Writer-director Nida Manzoor takes the kung-fu fury of a Pakistani teenager to propel her black comedy about rebellion, identity and dreams. Told through the story of two sisters, Ria and Lena, Polite Society is Bollywood marriage drama with Jane Austen accents, blended with martial arts.
Set in the UK, Ria Khan (Priya Kansara) is the younger child with grand dreams of becoming a stunt woman. She practices obsessively and regularly records videos for her Youtube channel, craftily called Khan-Fu. She spars with her older sister Lena (Ritu Arya), an aspiring artist who is withering away at home after dropping out of art-school. At school, Ria gets pummeled by a bully, shaking off the dust and humiliation to go another round.
Down on her luck, Lena does strange things, like ripping into an entire roast chicken. The judgemental gaze of passing Auntyjis says it clearly—this is not the way to behave in polite society.

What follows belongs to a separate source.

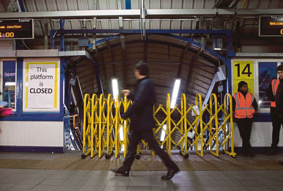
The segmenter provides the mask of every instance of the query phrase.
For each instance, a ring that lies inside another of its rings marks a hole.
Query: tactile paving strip
[[[241,157],[233,158],[225,155],[216,157],[205,154],[203,157],[190,155],[188,159],[182,156],[172,155],[171,158],[181,170],[283,170],[283,165],[274,160],[245,160]],[[62,154],[54,160],[0,159],[0,168],[10,168],[88,170],[109,170],[117,168],[123,164],[123,157],[111,156],[107,160],[104,156],[99,158],[89,156],[82,159],[77,155]],[[142,155],[139,160],[135,160],[131,170],[134,171],[166,170],[167,168],[158,156],[153,157],[148,155]]]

When Lena’s marriage gets fixed with a local eligible doctor, Salim (Akshay Khanna), the Khan family is ecstatic, barring Ria who is instantly suspicious of her inbound brother-in-law and his mother Raheela (Nimra Bucha). She begins to sniff around, convinced something sinister is afoot. Her two besties Clara (Seraphina Beh) and Alba (Ella Bruccoleri, hilarious) are accomplices in Ria’s plans to unearth the truth. Ria’s actions are partly fuelled by an insecurity and fear that Lena’s fate impacts her own offbeat dreams, which could fall prey to cultural conventions and parental pressures—of taking on a respectable profession like medicine.
Manzoor uses comic book fonts and supers to divide the story into chapters such as ‘Eid Soirée’ juxtaposed with menacing background music to build tension and foreboding. The hysterical laughter of the desi aunties plays like a horror movie soundtrack. Polite Society is a lot about style and subversion but not very substantive. The final bout takes place during the wedding celebration, with key players costumed in the most garish outfits seen on screen in recent times, enough to make Sanjay Leela Bhansali squirm when Ria performs to ‘Maar daala’ from his Devdas.
Part of the issue rests in characterisations. Ria is perpetually and inexplicably angry, or angsty or violent. Yet you do root for this ungainly and passionate teen. Lena’s character lacks heft and Raheela is presented like an Asian Cruella de Ville. There is also a very conscious metaphor about Asian men and the uncut umbilical cord, presented in a dark and twisted form. As the conflicted Lena, Ritu Arya is the only actor who evokes sympathy. Manzoor compromises on the film’s emotional graph, favouring high flying kicks and teenage belligerence over a coming-of-age story that exploited the potential of an action comedy set within polite society.